Saturday, January 23, 2010

Sometimes, when folks don't understand...

Interestingly enough, some folks do not understand that some people born women do not have a brain wired that way. Not sure why, or how to explain it. Even when I was pregnant...nothing like feeling/thinking male, and being pregnant. Teachers would tell me that my son's had a pronoun problem when they were age 3 and 4 because they always referred to me as "he" or "him"...or of course, mom. I was the only person they did that with...so, I told the teachers, ummmm, no, they do not have a pronoun problem.
I am grateful for coming into my power, being able to live the person that I truely am. I lost that momentarily...when I went back into the workforce...thinking that I had to "fit in" or "get thrown out." Anyway, I am not scared anymore. I am too old for that nonsense. It is time to live my life the way I see fit...whatever that maybe...as long as I am myself.
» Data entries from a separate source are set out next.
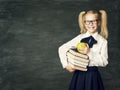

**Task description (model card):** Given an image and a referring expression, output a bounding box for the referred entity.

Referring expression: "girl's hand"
[78,44,90,54]
[65,63,75,72]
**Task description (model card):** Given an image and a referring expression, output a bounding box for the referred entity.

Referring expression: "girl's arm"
[58,35,81,68]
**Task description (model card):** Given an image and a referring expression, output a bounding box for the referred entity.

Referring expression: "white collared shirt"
[58,31,108,68]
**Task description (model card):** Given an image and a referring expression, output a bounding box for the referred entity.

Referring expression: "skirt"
[68,66,104,90]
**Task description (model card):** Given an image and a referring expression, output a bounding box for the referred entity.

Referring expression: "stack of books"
[66,49,89,71]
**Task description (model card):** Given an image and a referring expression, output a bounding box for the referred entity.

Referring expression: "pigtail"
[99,10,108,39]
[78,11,86,34]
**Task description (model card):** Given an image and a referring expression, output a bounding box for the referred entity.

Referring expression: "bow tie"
[80,36,97,48]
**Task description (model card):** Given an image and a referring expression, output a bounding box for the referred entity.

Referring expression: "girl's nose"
[89,22,94,25]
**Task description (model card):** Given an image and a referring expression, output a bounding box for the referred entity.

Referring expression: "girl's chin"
[88,30,97,33]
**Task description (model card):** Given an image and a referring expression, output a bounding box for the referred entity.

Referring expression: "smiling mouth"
[89,27,95,29]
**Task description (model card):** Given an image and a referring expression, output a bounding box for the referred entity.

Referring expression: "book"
[66,52,89,63]
[68,49,89,59]
[67,56,88,68]
[66,48,89,71]
[68,62,87,71]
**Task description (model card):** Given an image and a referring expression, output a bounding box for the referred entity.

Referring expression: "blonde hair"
[78,10,108,39]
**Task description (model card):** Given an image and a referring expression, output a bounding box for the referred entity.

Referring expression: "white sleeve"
[88,40,108,67]
[58,35,80,68]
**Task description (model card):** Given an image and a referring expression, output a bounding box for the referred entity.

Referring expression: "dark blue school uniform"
[68,66,104,90]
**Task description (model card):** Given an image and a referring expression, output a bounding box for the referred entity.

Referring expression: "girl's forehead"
[85,13,97,20]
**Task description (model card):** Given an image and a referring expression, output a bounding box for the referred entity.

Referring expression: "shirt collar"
[85,31,98,40]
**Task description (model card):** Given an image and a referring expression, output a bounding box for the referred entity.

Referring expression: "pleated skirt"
[68,66,104,90]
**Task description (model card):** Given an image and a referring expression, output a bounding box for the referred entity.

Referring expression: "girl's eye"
[84,20,98,25]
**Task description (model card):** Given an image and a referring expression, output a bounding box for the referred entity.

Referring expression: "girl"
[58,10,108,90]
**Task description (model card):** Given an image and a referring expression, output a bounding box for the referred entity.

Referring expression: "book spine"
[67,52,89,63]
[68,60,87,68]
[68,49,89,59]
[68,62,87,71]
[67,57,88,66]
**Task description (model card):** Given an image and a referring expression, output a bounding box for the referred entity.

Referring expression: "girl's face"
[84,13,99,34]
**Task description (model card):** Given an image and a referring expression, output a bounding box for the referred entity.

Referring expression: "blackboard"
[0,0,120,90]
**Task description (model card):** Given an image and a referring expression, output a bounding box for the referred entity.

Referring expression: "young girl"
[58,10,108,90]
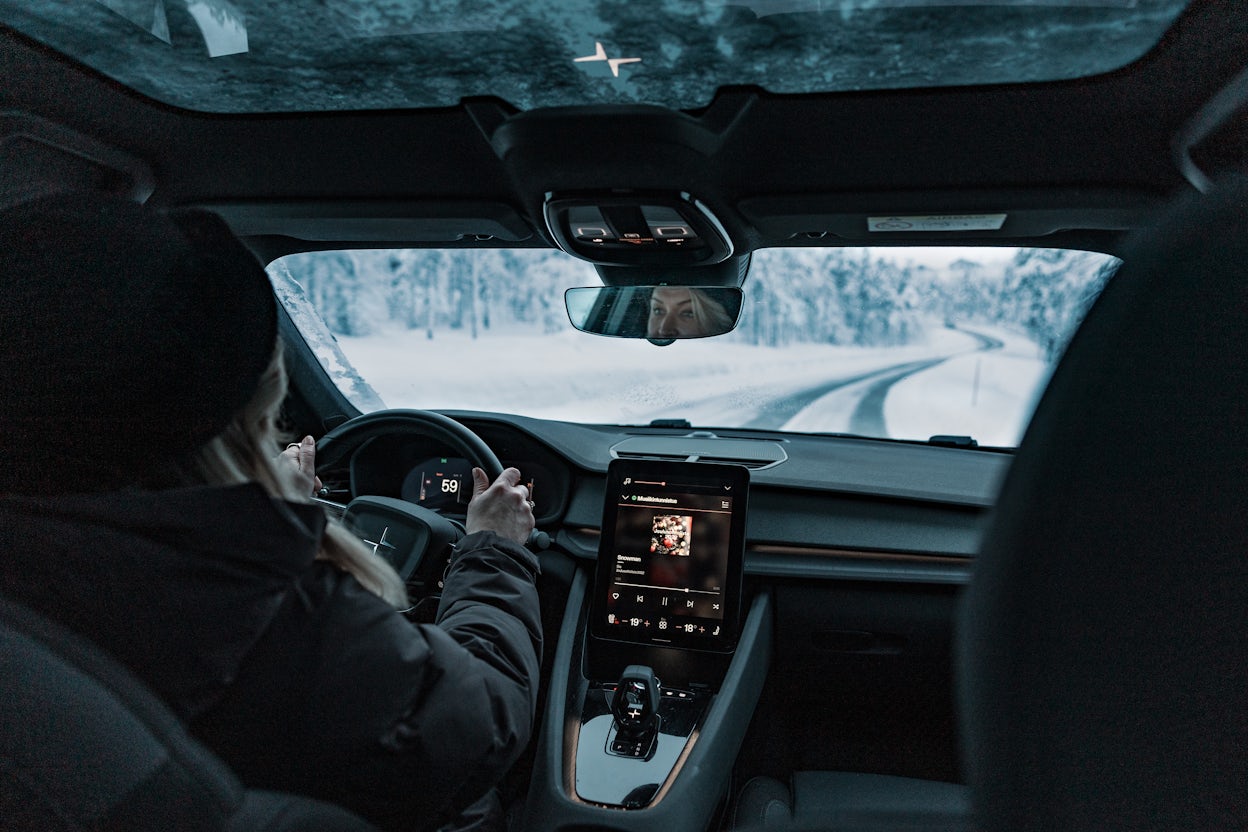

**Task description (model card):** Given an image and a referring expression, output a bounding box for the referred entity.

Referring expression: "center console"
[522,460,774,831]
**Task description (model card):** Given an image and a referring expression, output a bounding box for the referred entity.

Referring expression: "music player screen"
[591,460,748,652]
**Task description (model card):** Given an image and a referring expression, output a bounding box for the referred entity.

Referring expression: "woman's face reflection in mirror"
[646,287,732,339]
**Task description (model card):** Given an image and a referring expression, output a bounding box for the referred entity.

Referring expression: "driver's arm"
[193,470,542,832]
[289,549,542,832]
[358,468,542,828]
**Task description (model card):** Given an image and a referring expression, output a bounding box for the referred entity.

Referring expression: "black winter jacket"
[0,483,542,831]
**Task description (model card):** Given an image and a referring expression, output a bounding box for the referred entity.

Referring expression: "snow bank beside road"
[884,326,1049,447]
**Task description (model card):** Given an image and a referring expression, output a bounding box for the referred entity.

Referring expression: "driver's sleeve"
[382,530,542,830]
[423,531,544,803]
[203,530,543,832]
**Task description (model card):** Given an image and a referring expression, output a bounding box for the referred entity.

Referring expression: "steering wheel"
[314,410,504,595]
[316,409,503,481]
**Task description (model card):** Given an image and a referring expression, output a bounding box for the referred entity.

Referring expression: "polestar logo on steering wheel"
[363,526,396,560]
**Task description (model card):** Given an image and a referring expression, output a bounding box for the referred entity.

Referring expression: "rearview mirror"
[565,285,743,344]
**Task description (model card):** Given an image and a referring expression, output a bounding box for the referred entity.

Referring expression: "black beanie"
[0,193,277,494]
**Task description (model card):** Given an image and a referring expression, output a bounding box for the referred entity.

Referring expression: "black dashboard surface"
[327,411,1004,587]
[441,411,1011,508]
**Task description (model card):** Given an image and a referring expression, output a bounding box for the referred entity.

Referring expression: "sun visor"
[0,112,154,209]
[198,200,534,244]
[1175,65,1248,194]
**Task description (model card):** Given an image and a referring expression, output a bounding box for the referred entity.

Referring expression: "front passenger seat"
[731,175,1248,831]
[0,596,381,832]
[958,175,1248,829]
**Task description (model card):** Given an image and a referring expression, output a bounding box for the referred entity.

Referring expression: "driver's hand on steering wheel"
[465,467,535,546]
[279,435,323,497]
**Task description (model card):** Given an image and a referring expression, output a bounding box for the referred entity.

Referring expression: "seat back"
[957,176,1248,829]
[0,597,378,832]
[0,596,240,830]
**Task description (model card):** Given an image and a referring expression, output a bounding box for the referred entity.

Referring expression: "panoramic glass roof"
[3,0,1190,113]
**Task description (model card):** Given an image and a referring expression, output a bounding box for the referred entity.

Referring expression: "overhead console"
[463,97,757,265]
[523,460,772,831]
[544,191,733,266]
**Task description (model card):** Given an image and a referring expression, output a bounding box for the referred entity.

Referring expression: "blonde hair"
[165,344,409,608]
[689,288,734,334]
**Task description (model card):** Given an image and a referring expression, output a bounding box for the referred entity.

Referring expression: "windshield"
[271,246,1117,447]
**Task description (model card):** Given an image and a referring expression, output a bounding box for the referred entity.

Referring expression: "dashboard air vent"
[611,435,787,470]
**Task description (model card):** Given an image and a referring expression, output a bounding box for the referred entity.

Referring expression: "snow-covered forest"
[275,246,1117,360]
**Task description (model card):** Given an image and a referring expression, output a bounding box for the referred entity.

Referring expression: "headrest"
[0,193,277,493]
[958,175,1248,830]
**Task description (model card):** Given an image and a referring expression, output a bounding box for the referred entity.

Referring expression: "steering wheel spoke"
[340,495,462,584]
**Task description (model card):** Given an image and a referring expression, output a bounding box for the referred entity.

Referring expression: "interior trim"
[559,529,972,585]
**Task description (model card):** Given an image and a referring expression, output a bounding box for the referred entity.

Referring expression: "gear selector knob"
[611,664,660,734]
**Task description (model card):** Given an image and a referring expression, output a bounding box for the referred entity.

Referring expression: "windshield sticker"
[868,214,1007,232]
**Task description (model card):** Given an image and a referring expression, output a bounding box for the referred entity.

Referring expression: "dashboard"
[323,411,1006,587]
[328,426,573,527]
[314,409,1004,827]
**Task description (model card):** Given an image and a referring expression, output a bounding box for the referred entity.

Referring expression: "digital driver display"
[414,463,470,507]
[400,457,540,515]
[591,459,748,652]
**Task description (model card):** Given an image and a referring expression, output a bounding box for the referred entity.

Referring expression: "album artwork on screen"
[591,459,749,652]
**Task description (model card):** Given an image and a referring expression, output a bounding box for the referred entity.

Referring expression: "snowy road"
[846,329,1003,436]
[740,328,1005,434]
[334,323,1043,444]
[739,357,948,430]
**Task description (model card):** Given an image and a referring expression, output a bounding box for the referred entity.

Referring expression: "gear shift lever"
[609,665,661,758]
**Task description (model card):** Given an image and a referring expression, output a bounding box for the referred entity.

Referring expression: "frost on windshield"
[272,246,1117,446]
[268,259,385,411]
[4,0,1191,112]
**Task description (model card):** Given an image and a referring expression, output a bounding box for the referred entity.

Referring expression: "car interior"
[0,1,1245,830]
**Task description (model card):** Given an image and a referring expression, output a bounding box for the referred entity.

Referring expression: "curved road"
[743,328,1004,433]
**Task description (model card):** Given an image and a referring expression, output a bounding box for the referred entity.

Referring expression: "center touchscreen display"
[590,459,749,652]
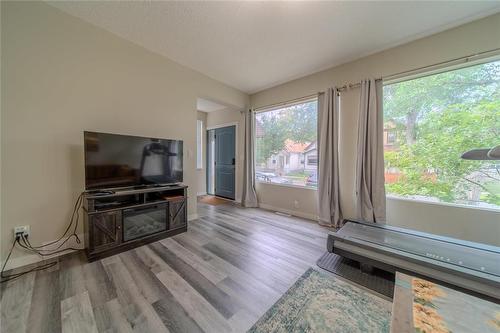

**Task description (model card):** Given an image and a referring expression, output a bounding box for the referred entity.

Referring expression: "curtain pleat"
[355,79,386,222]
[241,109,258,207]
[317,88,343,228]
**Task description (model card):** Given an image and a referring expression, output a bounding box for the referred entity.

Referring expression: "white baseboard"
[258,203,318,221]
[197,192,207,196]
[188,213,199,221]
[1,233,84,271]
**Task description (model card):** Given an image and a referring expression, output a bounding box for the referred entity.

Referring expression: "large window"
[255,99,318,188]
[383,60,500,209]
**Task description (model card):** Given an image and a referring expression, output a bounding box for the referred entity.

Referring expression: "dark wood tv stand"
[83,184,188,261]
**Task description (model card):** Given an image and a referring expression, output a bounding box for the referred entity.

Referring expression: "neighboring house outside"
[264,140,309,175]
[383,120,404,184]
[303,141,317,172]
[384,120,399,151]
[255,117,318,185]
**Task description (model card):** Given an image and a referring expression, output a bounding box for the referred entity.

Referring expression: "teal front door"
[214,126,235,199]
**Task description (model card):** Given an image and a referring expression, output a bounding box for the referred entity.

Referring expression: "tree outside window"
[383,60,500,209]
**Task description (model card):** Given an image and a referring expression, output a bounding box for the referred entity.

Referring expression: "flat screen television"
[84,131,183,190]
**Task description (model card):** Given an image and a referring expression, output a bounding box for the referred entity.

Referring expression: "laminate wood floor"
[1,201,330,333]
I appreciate my life. I appreciate my beautiful, femme partner...who teaches me about the absolute beauty and strength of feminity every single day! She is what you would call a "Power Femme"....capitalization required.
Yes, I like being called Sir.
Yes, my brain thinks that way.
I love my life, my sons, my partner...it is an awesome life. I am learning to fit in this body and be comfortable, no matter what. No matter the looks, the men that get pissed with me, etc. The stories that we all have are great. Like, the time I came out of the women's bathroom at a rest stop in my leathers, and this guy saw me and immediately assumed it was the men's bathroom and walked in...he figured it out fast, whipped around and gave me a truly disgusted look. I was happy, wheeling away on my Harley...
I am grateful for this life!
So, gratitude is the name of the game.
I liked this guy's shirt at a meeting last night, it said "Your Spirit is Your Shield"...that is cool...how true.